Cycling jerseys cover a broad spectrum of fabrics - including spandex and lycra - could you be more specific...also let us know what color you are printing and the color of the cycling gear.


----------



## new_to_printing (Jun 25, 2009)

I think it will just be polyester, but again I am not sure because I cant seem to track down where I can buy wholesale blank jerseys.... But lets just say polyester for now....

Also would you have an idea where I can buy bulk jersey from?
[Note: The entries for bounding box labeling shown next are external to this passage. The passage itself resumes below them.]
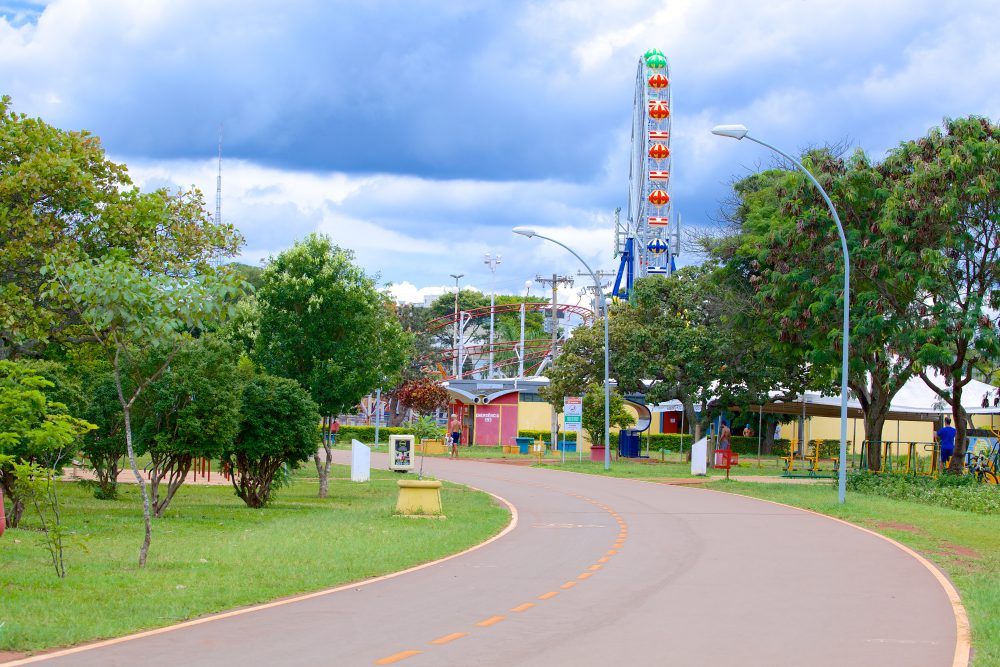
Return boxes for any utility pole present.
[483,253,500,380]
[535,273,573,460]
[576,271,617,313]
[448,273,465,379]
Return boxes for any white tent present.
[753,373,1000,421]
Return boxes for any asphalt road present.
[15,452,962,667]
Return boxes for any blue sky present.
[0,0,1000,300]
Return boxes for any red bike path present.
[7,452,969,667]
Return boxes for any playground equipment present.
[611,49,680,299]
[779,440,838,478]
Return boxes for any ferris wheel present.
[613,49,680,298]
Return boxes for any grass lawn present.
[711,481,1000,667]
[0,464,510,651]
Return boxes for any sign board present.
[351,440,372,482]
[389,435,415,471]
[563,396,583,433]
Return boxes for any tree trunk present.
[114,351,153,567]
[948,402,969,475]
[313,440,333,498]
[121,404,153,567]
[0,475,24,528]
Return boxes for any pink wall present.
[472,391,518,447]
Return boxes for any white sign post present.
[556,396,583,463]
[351,440,372,482]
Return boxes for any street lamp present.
[448,273,465,380]
[712,125,851,504]
[483,253,500,379]
[511,227,611,470]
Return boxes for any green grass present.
[0,464,510,651]
[712,481,1000,667]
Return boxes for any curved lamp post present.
[511,227,611,470]
[712,125,851,504]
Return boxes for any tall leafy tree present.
[882,116,1000,473]
[137,335,243,517]
[0,97,241,358]
[46,256,242,567]
[253,234,411,498]
[717,149,923,470]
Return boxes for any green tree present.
[253,234,411,498]
[0,97,241,358]
[46,256,242,567]
[0,360,94,528]
[716,149,924,470]
[222,375,320,508]
[580,384,635,445]
[880,116,1000,473]
[136,335,243,517]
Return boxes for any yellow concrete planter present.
[420,439,445,454]
[396,479,441,516]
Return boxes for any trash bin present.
[618,430,639,459]
[514,438,534,454]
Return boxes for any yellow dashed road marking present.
[375,651,420,665]
[476,616,506,628]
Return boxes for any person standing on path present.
[448,414,462,459]
[934,417,955,467]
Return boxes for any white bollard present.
[351,440,372,482]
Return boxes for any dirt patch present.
[935,542,982,560]
[875,521,927,535]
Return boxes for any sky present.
[0,0,1000,303]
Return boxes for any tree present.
[716,149,923,470]
[0,97,242,359]
[580,384,635,445]
[393,377,448,415]
[222,375,320,508]
[882,116,1000,473]
[253,234,411,498]
[46,255,242,567]
[0,360,94,528]
[136,335,243,517]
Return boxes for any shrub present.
[222,375,320,508]
[847,470,1000,514]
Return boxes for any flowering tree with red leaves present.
[393,377,448,415]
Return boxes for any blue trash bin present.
[514,438,534,454]
[618,430,639,459]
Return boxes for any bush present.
[838,470,1000,514]
[337,426,414,443]
[222,375,320,508]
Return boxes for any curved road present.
[15,452,965,667]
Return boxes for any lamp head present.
[712,125,750,139]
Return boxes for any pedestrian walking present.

The colors I am looking to do is just a white jersey with either black ink and maybe a small spot of color, but mainly just black ink nothing fancy just text....


----------



## numbercruncher (Feb 20, 2009)

*Printing Cycling Jerseys*

If you have some experience screen printing this should not be too difficult because it requires no special inks. You say you are printing black on white poly that has no lycra or spandex material. Print as you would a tee - you may have to run through your dryer twice since curing may take a bit longer. Be careful as poly will shrink/burn if exposed to excessive heat.
Have printed lots of poly/nylon jerseys and their combos-
Please note that if anything changes in your scenario it is likely the answer provided above would change as well.


----------



## new_to_printing (Jun 25, 2009)

The jerseys I found are made of wicking poly fabric. See I am new to printing so this is a new venture for myself...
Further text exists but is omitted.